Ever since Google bought Blogger.com, Googlebot has paid a lot of attention to what’s happening in “the Blogosphere.” Search engines still love to spider Blog content more often than other types of websites, since blogs were invented to be easy for SE Spiders to traverse in the first place. A unique feature of even the free blogs like Wordpress & blogger is that you can set them up to automatically “ping” certain Search Engines or even social bookmarking sites to request that the spider comes out for another visit every time new content is added.
However, the hype about blogs is mostly overrated now. At first it was well justified, and then a method of website marketing called “Blog and Ping” was overused in early 2006 by most of the Internet Marketers of the time.

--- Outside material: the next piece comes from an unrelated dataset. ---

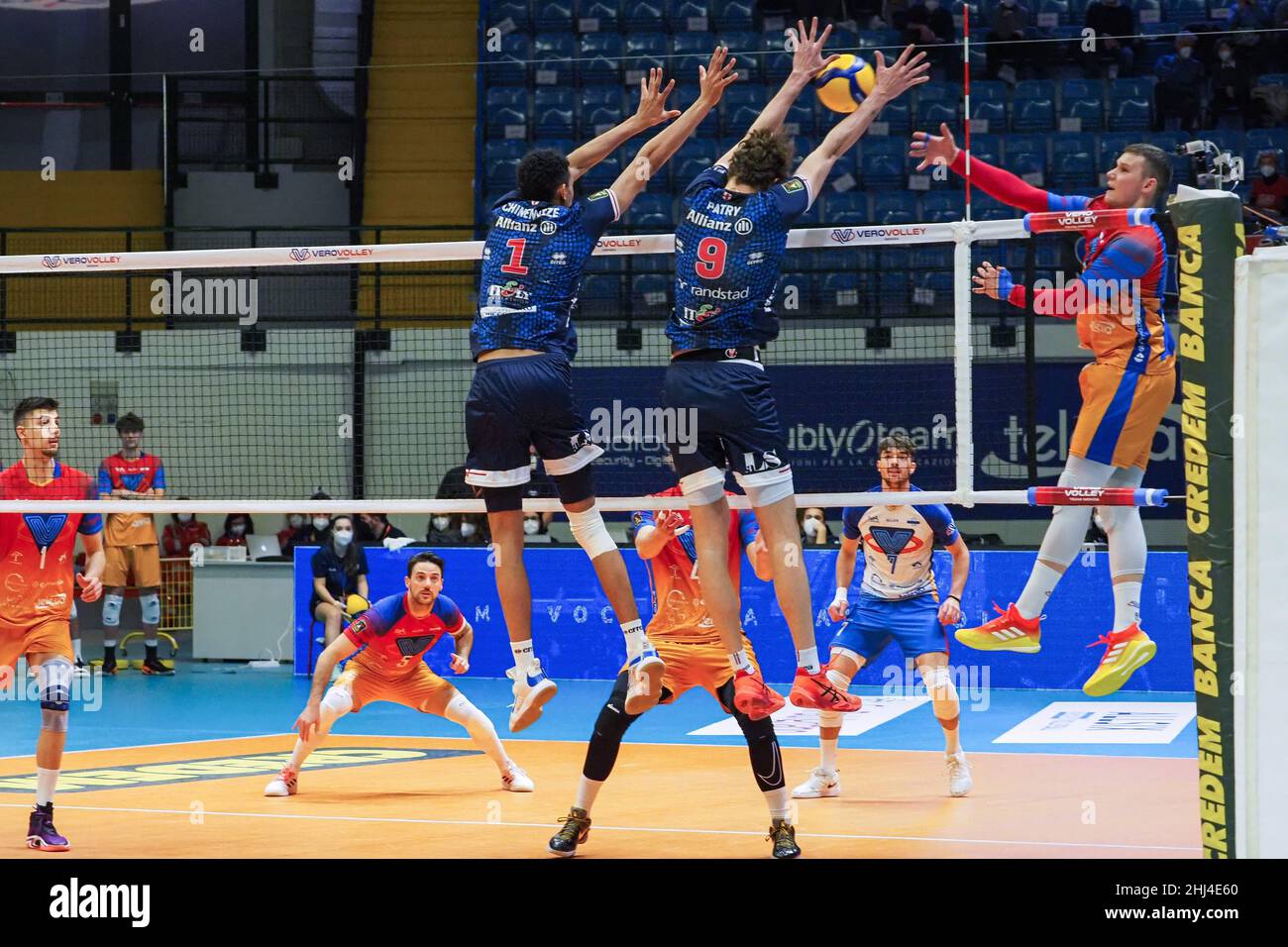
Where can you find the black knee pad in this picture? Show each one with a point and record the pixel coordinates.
(501, 499)
(575, 487)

It involved making tons of blogs with almost no content in them except a link to their website, and then setting them all to ping immediately… This caused Google to hold an emergency war council and now the Ping feature is only marginally better than not at all.
Much like Forum Marketing, commenting on other people’s Blogs is a great way to build incoming links and also network in your niche.
Finding blogs that are on your niche topic is as easy as going to Blogger’s search at: http://search.blogger.com, to a great tech head’s site called Technorati: http://technorati.com, or directly to Google’s whole web Blog Search at: http://blogsearch.google.com.
Once you’ve found a blog that is on your topic, I recommend bookmarking it and the others you find into the same folder so you can watch them from time to time.
What’ you’re looking for is a question that you can answer. If you simply make a posting that sounds like an advertisement, they you’ll be spamming the blog, and surely the blog’s owner will delete it, and may even ban your IP address. The trick is to answer a question someone else asks with your business being part of the solution. You want to show off your expertise without sounding too arrogant, and of course you want to get a link in. Always offer help and advice, and only market yourself when it’s part of a solution to someone else’s question.
The real benefits of this method are long term, as you want to be found by both SE Spiders and humans alike, talking authoritatively on your niche subject. No one blog posting will bring in tons of visitors, however, and you aren’t going to find the ‘ripe’ questions out there every day.